Jeff Bezos once wrote in his 2016 Letter to Shareholders: “Given a ten percent chance of a 100 times payoff, you should take that bet every time. But you’re still going to be wrong nine times out of ten.”
If you want to stay on track with your organization for the next decades this just means you need to take some serious bets. Although the payoff might be 100 times of your initial investments those payoffs come later, maybe five or even ten years later. The bigger your company gets the more bets you need and neither you nor your closest leadership team can come up with all those ideas to bet on. You need the whole organization to think big and come up with amazing ideas.
Encourage them, and establish mechanisms that support to bet on good ideas. And understand you will not always see it as a good idea. Sometimes you have to disagree and still commit. This is how Jeff Bezos continues to describe it:
This phrase will save a lot of time. If you have conviction on a particular direction even though there’s no consensus, it’s helpful to say, “Look, I know we disagree on this but will you gamble with me on it? Disagree and commit?” By the time you’re at this point, no one can know the answer for sure, and you’ll probably get a quick yes.
This isn’t one way. If you’re the boss, you should do this too. I disagree and commit all the time. We recently greenlit a particular Amazon Studios original. I told the team my view: debatable whether it would be interesting enough, complicated to produce, the business terms aren’t that good, and we have lots of other opportunities. They had a completely different opinion and wanted to go ahead. I wrote back right away with “I disagree and commit and hope it becomes the most watched thing we’ve ever made.” Consider how much slower this decision cycle would have been if the team had actually had to convince me rather than simply get my commitment.

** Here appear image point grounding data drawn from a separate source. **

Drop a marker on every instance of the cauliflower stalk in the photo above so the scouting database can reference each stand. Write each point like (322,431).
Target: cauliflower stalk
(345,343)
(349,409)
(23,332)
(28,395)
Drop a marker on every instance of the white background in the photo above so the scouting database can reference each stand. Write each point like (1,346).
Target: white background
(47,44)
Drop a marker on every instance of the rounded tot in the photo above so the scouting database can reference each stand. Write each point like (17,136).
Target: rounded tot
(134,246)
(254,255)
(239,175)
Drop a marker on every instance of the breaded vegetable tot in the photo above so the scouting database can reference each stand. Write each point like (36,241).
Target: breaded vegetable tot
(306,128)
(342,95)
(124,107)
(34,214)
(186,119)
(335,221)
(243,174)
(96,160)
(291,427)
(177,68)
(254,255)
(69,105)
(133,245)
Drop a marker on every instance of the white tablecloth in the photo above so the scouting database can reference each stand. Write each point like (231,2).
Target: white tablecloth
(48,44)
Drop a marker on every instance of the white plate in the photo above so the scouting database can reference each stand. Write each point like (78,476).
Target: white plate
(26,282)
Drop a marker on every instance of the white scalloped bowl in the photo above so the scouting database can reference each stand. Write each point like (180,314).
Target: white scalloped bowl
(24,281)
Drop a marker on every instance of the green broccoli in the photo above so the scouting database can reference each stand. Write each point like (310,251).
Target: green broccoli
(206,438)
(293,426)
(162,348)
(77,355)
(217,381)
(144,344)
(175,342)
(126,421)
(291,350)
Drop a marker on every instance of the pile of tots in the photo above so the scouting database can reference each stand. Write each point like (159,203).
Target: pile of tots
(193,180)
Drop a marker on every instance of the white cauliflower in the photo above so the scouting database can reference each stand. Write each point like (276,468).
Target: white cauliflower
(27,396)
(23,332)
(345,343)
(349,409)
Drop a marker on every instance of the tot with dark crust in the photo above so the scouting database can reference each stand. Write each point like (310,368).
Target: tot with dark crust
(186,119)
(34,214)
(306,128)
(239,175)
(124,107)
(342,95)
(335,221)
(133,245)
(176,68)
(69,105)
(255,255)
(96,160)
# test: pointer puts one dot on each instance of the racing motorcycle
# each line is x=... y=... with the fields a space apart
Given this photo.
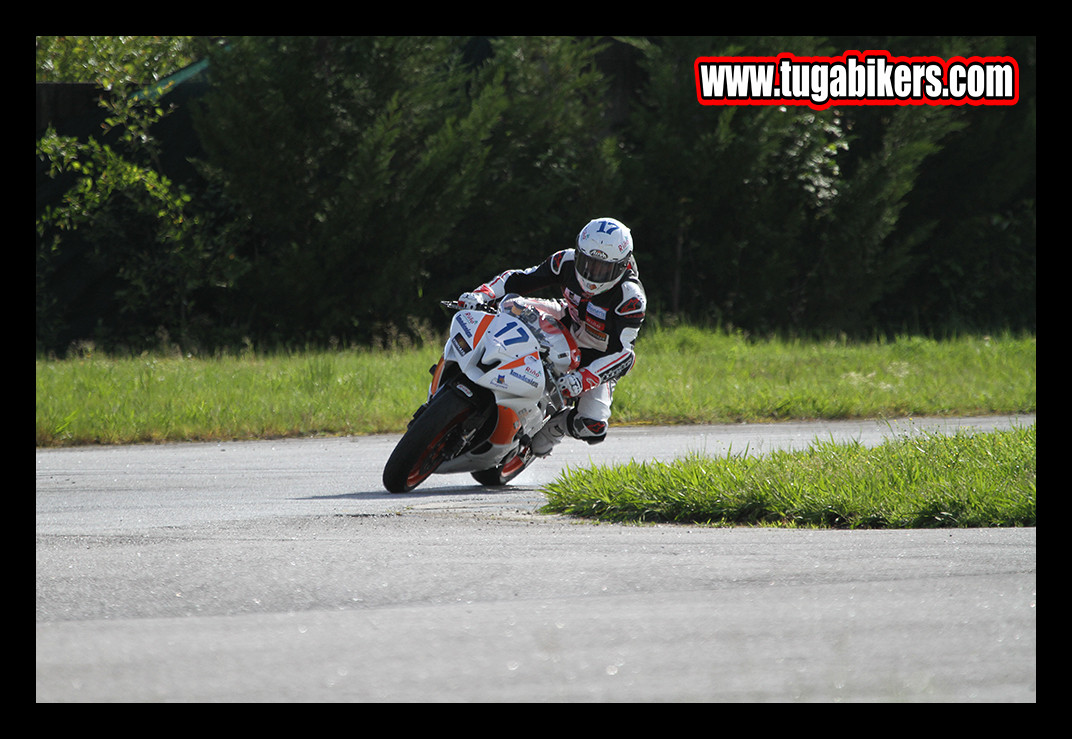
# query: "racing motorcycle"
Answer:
x=491 y=390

Note what this example is not: it’s not me thinking to myself “well, these guys are wrong and missing the point, but this isn’t worth me chasing.” It’s a genuine disagreement of opinion, a candid expression of my view, a chance for the team to weigh my view, and a quick, sincere commitment to go their way. And given that this team has already brought home 11 Emmys, 6 Golden Globes, and 3 Oscars, I’m just glad they let me in the room at all.2016 Letter to Shareholders
These days we need companies or teams that remind themselves about their purpose. What is our mission? What motivated the founder to start this company? What is the accountability of our team?
The world is changing quickly and todays products are getting irrelevant much quicker than decades ago. So it is more relevant to know the mission of the company and take the products and services of the company as a vehicle to fulfill that mission.

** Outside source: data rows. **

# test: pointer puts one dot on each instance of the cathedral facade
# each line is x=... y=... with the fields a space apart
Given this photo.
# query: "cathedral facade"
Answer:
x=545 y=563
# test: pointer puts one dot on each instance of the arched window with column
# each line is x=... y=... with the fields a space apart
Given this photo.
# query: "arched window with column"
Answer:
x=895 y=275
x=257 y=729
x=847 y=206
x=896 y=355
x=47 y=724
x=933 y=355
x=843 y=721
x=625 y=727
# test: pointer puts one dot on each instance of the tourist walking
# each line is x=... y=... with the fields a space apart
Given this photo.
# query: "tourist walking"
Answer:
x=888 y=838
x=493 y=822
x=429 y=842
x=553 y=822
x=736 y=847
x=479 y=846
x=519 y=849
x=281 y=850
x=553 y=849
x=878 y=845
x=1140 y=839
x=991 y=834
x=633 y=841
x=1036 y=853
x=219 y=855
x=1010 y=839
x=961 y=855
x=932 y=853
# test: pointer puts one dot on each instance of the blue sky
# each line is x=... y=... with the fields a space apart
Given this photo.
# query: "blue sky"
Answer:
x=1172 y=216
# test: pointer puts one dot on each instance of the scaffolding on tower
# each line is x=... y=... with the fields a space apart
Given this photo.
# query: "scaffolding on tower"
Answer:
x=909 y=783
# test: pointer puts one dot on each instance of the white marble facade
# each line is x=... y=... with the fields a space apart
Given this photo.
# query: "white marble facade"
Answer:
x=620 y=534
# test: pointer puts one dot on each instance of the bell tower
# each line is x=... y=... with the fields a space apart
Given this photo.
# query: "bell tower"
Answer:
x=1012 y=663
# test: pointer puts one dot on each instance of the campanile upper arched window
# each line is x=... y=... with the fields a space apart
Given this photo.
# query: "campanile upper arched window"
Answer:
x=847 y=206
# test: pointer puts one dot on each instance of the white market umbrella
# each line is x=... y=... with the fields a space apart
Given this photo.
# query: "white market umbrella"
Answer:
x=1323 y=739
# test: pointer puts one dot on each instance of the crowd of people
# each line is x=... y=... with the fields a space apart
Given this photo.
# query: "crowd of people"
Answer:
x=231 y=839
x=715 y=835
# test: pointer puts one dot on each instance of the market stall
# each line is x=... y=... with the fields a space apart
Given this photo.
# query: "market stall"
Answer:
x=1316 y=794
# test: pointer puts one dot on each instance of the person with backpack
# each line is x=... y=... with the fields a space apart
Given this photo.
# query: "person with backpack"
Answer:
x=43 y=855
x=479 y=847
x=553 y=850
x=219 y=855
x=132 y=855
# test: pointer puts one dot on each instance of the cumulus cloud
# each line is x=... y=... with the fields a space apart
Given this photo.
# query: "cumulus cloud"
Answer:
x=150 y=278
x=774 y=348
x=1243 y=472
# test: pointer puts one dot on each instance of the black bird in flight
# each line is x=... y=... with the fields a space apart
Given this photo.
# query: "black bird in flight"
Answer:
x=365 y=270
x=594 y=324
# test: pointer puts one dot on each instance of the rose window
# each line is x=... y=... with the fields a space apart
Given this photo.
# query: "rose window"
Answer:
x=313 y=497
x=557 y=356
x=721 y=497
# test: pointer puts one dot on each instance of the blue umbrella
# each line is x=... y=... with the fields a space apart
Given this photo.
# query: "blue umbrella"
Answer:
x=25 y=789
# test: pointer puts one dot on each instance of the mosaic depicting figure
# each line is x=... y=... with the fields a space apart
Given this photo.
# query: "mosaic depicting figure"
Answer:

We also need to be aware about the fact those products and services get irrelevant soon, our mission doesn’t. So, what’s the next product or the next service to fulfill that mission. These are bets we need to take. And bets are expensive that’s why they are called bets. And the executive team will not have enough ideas for those bets. We need the entire organization to stay aware of the constant changes needed to fulfill our mission.
At Amazon we say it’s always Day 1 because: “Day 2 is stasis. Followed by irrelevance. Followed by excruciating, painful decline. Followed by death. And that is why it is always Day 1.” (2016 Letter to Shareholders.
If the people in our organization know the mission, they know they guidelines and they know they are encouraged to invent and simplify your organization will come up with a lot of ideas to bet on if this makes the world a better place and serve customers better.
So, let us remind ourselves about our roles as a team or as an organization, and let’s build great products and services and always put our Customers First.